Human Attention and the Next Phase of Media
A note from Joe Marchese, Executive Chairman and Build Partner.
A note from Joe Marchese, Executive Chairman and Build Partner
What we give our attention to, or what co-opts our attention, shapes the people we become. What seizes a society’s collective attention defines culture. We see the best and worst examples of this in the news daily. All of this reinforces that attention is the world’s most valuable resource.
This is why Human Ventures is leading an investment in Adelaide and I will be joining the Board: We can’t value people’s attention, the world’s most valuable resource, if we aren’t measuring it properly.
Advancements in advertising (the theoretical market for human attention) have been overly focused on audience demographics, targeting who you serve an ad to, at all costs. Not only does this have all sorts of privacy (personal conversations following you around the web much?), functional (you just bought that item, still seeing ads for it for days later?) and user experience (ever see the same ad 100 times?) failures, but all the audience data in the world means nothing without attention. Over-investment in audience without attention will get you correlation without causation. Put simply: Sure, that person you “served” an ad to bought your product eventually, but it wasn’t your ad that caused it. They might not have even seen it… (more on attribution spoofing to come).
By definition, customer acquisition is the life blood of a company (startups spend almost half of all venture capital dollars on Facebook, Google and Amazon marketing — in a tighter economic environment, this spend shrinks, coinciding with higher demand for quality advertising). The only thing that brings down a company’s customer acquisition cost (CAC) over time is its brand. Surprisingly, this is true in B2B in many of the same ways it is in B2C.
But what is brand? Brand is perceived shared cultural belief about a company or product.
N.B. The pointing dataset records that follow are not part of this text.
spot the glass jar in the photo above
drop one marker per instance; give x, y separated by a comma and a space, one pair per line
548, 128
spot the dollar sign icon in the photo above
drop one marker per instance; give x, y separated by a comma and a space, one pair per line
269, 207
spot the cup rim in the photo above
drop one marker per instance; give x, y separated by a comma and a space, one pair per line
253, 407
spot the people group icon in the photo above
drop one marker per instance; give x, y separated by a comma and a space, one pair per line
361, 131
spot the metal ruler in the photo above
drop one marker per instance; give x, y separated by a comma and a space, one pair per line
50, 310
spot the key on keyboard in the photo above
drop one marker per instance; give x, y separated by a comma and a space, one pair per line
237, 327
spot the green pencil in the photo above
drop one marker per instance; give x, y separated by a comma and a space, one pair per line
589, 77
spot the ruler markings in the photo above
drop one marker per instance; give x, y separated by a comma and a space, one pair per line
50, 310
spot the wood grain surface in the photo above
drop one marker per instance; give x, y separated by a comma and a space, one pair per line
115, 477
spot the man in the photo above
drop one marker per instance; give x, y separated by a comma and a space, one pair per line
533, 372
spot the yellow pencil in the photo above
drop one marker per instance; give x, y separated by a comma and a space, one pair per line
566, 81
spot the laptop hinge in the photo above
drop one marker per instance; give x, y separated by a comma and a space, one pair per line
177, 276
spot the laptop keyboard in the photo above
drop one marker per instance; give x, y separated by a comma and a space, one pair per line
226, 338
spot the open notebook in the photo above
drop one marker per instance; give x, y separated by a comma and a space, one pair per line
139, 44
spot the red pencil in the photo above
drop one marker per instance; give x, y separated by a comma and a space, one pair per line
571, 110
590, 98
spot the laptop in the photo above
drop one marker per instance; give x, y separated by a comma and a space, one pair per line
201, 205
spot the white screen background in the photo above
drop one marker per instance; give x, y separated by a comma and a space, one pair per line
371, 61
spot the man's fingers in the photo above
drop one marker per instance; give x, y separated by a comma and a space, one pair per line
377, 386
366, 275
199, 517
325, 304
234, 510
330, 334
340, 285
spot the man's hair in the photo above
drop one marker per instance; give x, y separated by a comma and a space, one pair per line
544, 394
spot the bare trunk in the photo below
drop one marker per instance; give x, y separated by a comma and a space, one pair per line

That means it is not just what I think about a brand that defines that brand to me, it is also what I think other people think about that brand that defines it for me. I know, that’s a lot. Will write more on that in the future.
Quality brands are built on the quality of their product or service, first and foremost, but also on the quality of the shared cultural narrative about their product(s). And while a brand is built over thousands of direct and indirect interactions, the role of good advertising is to contribute to a brand’s story at scale. It is impossible to tell a story without attention.
If attention is the world’s most valuable resource, storytelling is the best use of the world’s most valuable resource. Storytelling gives us everything from religion to meme culture. Most great founders are great storytellers. Before they even get to the functional practice of marketing and advertising, every founder needs to paint the picture of what they want to build to attract resources (aka money and other talented Humans). Good brand advertising simply scales the storytelling around a founder’s vision.
Besides attention being the key ingredient to all businesses scaling (as if that wasn’t enough), fixing media means fixing what we measure and reward. Media business models that focus on quality over quantity can only thrive if we measure for quality. Which means respecting people’s time and attention starts with being able to measure the quality.
The Attention Economy is something every company at Human Ventures, and every Fortune 500, needs to understand. Reducing wasted advertising spend, while building value of Brand. Adelaide’s mission to better measure attention is a key building block in this area. Excited to work with the team on what comes next.